How long have we been telling our invented tales, though? The tales of the wisdom of Judge Ōoka are about three hundred years old; of course, we have far older ones, from the Irish Táin Bó Cúailnge (The Cattle Raid of Cooley), which was first written down in the twelfth century C.E. but probably dates in oral tradition to a millennium earlier, to the Greek and Roman myths, back to what is probably the oldest written mythological story we still have a copy of -- the Epic of Gilgamesh, which dates to around the eighteenth century B.C.E. But how much farther back in time does the storytelling tradition go? And how could we be at all sure?
A new study by Sara Graça da Silva (of the New University of Lisbon) and Jamshid Tehrani (of Durham University) has taken a shot at figuring that out. Long-time readers of Skeptophilia may recognize Tehrani's name; he was responsible for the delightful study of the various versions of "Little Red Riding Hood" that amounted to using cladistic bootstrap analysis to determine which were related to which. Now, da Silva and Tehrani have gone one step further -- employing another technique swiped from evolutionary genetics to analyze folk tales and determine how old the most recent ancestor of the various versions actually is.
There's a technique used by taxonomists and evolutionary biologists called a molecular clock -- a sequence of DNA, some version of which is shared by two or more species, and which undergoes mutations at a known rate. The number of differences in that sequence between two species then becomes an indication of how long ago they had a common ancestor; the more differences, the longer ago that common ancestor lived.
De Silva and Tehrani used the same approach, but instead of looking for commonalities in actual DNA sequences, they looked at what amounts to the DNA of a story -- the characters, themes, and motifs that make it stand out. As with Tehrani's earlier study of "Little Red Riding Hood," they found that many folk tales have related versions in other cultures that make it possible to do this kind of comparative phylogenetics. And some of them seem to go back a very long way -- notably "Jack and the Beanstalk," their analysis of which found common ancestry with other versions dating back to the Bronze Age.

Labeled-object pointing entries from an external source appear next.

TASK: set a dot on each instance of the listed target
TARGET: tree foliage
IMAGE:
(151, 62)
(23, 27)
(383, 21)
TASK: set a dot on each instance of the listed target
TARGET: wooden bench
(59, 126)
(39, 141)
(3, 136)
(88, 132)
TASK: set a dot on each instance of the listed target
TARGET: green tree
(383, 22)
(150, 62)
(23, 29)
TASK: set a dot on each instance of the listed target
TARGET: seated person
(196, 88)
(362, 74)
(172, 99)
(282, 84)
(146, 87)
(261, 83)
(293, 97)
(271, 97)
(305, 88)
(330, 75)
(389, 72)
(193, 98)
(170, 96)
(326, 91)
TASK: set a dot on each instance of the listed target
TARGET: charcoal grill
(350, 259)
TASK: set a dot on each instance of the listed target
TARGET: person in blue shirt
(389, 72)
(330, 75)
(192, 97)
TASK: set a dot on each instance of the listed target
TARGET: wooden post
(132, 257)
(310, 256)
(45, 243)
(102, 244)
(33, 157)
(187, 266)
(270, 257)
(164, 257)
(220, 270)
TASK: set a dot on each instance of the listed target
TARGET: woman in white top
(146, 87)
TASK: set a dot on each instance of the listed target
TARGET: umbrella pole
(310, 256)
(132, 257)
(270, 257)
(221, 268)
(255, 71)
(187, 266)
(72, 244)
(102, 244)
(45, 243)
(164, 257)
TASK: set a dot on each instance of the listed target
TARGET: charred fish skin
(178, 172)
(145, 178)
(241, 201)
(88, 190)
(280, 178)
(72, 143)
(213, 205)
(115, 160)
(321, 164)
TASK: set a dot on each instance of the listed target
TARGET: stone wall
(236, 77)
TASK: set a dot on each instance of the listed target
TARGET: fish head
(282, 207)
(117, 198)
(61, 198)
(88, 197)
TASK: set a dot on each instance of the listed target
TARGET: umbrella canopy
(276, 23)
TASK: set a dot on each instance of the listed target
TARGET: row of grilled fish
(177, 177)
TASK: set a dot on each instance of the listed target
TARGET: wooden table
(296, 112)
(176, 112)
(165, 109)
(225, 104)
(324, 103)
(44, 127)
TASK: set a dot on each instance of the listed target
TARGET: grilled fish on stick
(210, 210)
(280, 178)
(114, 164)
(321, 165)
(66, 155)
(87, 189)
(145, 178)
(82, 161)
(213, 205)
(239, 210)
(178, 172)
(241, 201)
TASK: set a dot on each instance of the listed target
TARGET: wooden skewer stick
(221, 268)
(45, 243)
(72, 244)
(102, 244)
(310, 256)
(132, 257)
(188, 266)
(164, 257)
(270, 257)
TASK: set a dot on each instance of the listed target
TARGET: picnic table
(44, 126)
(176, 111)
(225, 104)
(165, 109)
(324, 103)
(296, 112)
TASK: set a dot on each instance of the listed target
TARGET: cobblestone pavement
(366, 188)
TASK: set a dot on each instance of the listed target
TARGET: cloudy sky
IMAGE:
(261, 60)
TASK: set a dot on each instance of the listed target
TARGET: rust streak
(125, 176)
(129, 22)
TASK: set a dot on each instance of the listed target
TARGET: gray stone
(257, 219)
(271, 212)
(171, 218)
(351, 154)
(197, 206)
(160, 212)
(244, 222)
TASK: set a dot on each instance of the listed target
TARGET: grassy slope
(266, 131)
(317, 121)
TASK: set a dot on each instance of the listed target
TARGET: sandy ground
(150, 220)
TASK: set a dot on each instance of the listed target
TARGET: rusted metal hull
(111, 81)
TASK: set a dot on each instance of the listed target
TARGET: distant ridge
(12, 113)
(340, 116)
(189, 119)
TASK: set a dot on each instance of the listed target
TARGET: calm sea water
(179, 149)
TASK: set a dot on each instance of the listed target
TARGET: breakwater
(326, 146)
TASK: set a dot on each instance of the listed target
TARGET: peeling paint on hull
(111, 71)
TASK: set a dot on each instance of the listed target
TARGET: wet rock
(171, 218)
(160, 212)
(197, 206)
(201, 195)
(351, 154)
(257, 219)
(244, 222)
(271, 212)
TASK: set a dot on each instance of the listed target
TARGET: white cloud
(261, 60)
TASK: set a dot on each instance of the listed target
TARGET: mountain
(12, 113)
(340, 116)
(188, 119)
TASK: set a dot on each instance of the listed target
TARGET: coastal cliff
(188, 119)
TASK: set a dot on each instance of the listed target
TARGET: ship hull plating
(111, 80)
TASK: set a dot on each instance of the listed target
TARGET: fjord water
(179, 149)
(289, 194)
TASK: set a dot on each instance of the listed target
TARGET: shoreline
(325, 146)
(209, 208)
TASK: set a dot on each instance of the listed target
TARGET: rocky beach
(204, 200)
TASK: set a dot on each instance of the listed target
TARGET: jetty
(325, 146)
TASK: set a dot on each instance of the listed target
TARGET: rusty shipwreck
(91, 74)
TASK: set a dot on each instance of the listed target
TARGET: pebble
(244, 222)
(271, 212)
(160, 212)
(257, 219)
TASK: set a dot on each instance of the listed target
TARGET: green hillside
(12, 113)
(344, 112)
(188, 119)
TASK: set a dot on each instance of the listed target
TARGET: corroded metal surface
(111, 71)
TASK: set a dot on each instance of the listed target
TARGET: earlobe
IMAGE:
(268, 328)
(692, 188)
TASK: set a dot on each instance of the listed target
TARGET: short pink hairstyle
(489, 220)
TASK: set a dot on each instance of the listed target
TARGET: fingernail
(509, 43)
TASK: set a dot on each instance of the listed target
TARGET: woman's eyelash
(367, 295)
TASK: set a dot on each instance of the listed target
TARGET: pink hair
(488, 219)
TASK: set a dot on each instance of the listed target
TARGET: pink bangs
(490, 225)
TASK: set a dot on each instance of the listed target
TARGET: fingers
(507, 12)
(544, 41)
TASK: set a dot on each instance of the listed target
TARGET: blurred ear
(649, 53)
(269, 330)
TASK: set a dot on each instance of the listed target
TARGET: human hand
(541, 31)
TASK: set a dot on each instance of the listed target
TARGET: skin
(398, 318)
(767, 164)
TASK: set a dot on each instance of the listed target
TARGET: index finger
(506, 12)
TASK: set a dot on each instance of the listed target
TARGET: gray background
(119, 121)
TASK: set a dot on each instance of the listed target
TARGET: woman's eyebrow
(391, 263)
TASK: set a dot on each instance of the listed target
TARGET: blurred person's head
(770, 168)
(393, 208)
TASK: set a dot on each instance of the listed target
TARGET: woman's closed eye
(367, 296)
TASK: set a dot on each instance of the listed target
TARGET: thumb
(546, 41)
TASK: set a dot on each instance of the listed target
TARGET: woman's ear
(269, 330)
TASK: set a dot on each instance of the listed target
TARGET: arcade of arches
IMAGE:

In one way, it's astonishing that this is possible, but in another, it shouldn't be surprising. The oral tradition of storytelling is common to just about every culture in the world. I remember my maternal uncle telling us kids creepy stories in French about the loup-garou and feu follet and les lutins that scared the absolute hell out of us (and we loved every minute of it). That cultural inheritance has very deep roots -- and as da Silva and Tehrani showed, those roots show through in versions of stories we still tell today.